[Help]Deadlock probelm in jffs2 garbage collection thread
吴旋
ppkwuxuan at 163.com
Tue Dec 13 01:58:21 EST 2011
I found a deadlock problem in our machine based on Linux. At that time, current process is jffs2_gcd_mtd7 while some other processes also keep in Running state. And I use sysrq to get the calling chain of the thread jffs2_gcd_mtd7, which is as follows:
[52232.340000] Pid: 195, comm: jffs2_gcd_mtd7
[52232.340000] CPU: 0 Tainted: P (2.6.31 #46)
[52232.340000] pc : [<c00e5ecc>] lr : [<c00e5da4>] psr: 20000013
[52232.340000] sp : c0843ef8 ip : c0843ef8 fp : c0843f54
[52232.340000] r10: 00000000 r9 : 00000000 r8 : 00000000
[52232.340000] r7 : c0c50e00 r6 : c0c50e00 r5 : c0dbccf0 r4 : c0842000
[52232.340000] r3 : 00000001 r2 : 00000006 r1 : 0000008b r0 : c0dbccf0
[52232.340000] Flags: nzCv IRQs on FIQs on Mode SVC_32 ISA ARM Segment user
[52232.340000] Control: 0005317f Table: 80800000 DAC: 00000015
[52232.340000] Function entered at [<c001f4d0>] from [<c01500fc>]
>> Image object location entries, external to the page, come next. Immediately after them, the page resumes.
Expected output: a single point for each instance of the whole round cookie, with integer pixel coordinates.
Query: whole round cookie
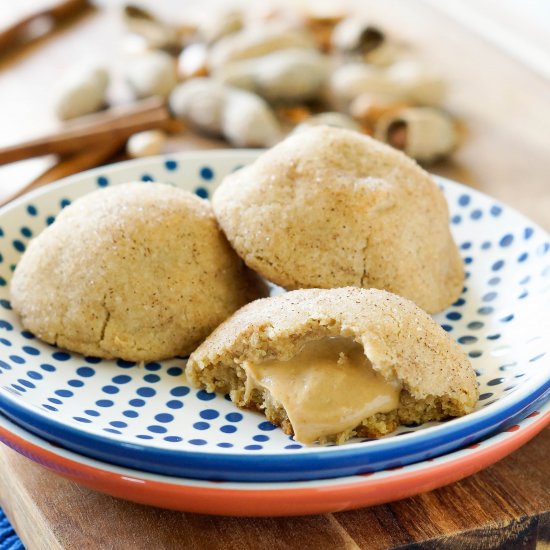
(329, 364)
(330, 207)
(137, 271)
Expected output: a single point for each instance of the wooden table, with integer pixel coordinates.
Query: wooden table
(506, 154)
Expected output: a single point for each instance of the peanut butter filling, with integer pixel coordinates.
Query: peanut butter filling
(327, 388)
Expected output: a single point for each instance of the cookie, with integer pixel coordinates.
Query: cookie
(329, 364)
(329, 207)
(137, 271)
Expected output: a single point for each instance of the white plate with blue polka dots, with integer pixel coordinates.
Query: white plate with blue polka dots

[52232.340000] r5:20000013 r4:c02639d0
[52232.340000] Function entered at [<c01500dc>] from [<c014ff34>]
[52232.340000] Function entered at [<c014fe78>] from [<c015006c>]
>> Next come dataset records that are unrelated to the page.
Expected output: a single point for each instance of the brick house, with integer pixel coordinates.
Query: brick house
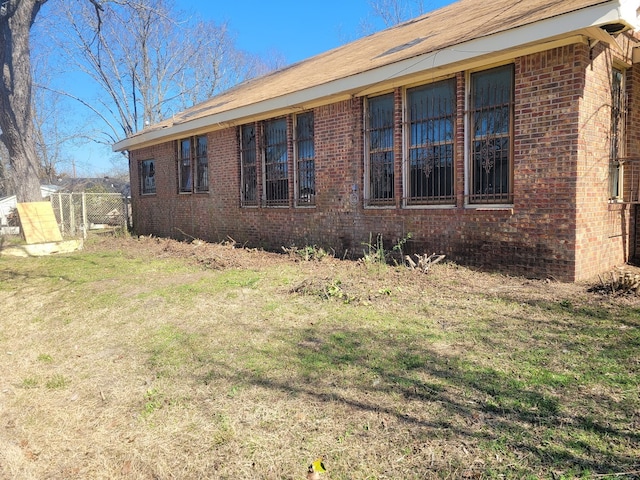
(503, 134)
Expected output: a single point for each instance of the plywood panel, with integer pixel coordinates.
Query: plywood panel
(38, 222)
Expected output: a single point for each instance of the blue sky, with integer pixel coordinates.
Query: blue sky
(294, 29)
[52232.340000] Function entered at [<c015003c>] from [<c01553c8>]
[52232.340000] r5:00008170 r4:c024f5b0
[52232.340000] Function entered at [<c015526c>] from [<c015579c>]
[52232.340000] r7:0000002d r6:00000000 r5:00000100 r4:c024f5b0
[52232.340000] Function entered at [<c015573c>] from [<c006574c>]
[52232.340000] r5:00000000 r4:c0d6e940
[52232.340000] Function entered at [<c0065708>] from [<c0067520>]
[52232.340000] r7:00000002 r6:0000002d r5:c0d6e940 r4:c025a0d8
[52232.340000] Function entered at [<c006744c>] from [<c001d070>]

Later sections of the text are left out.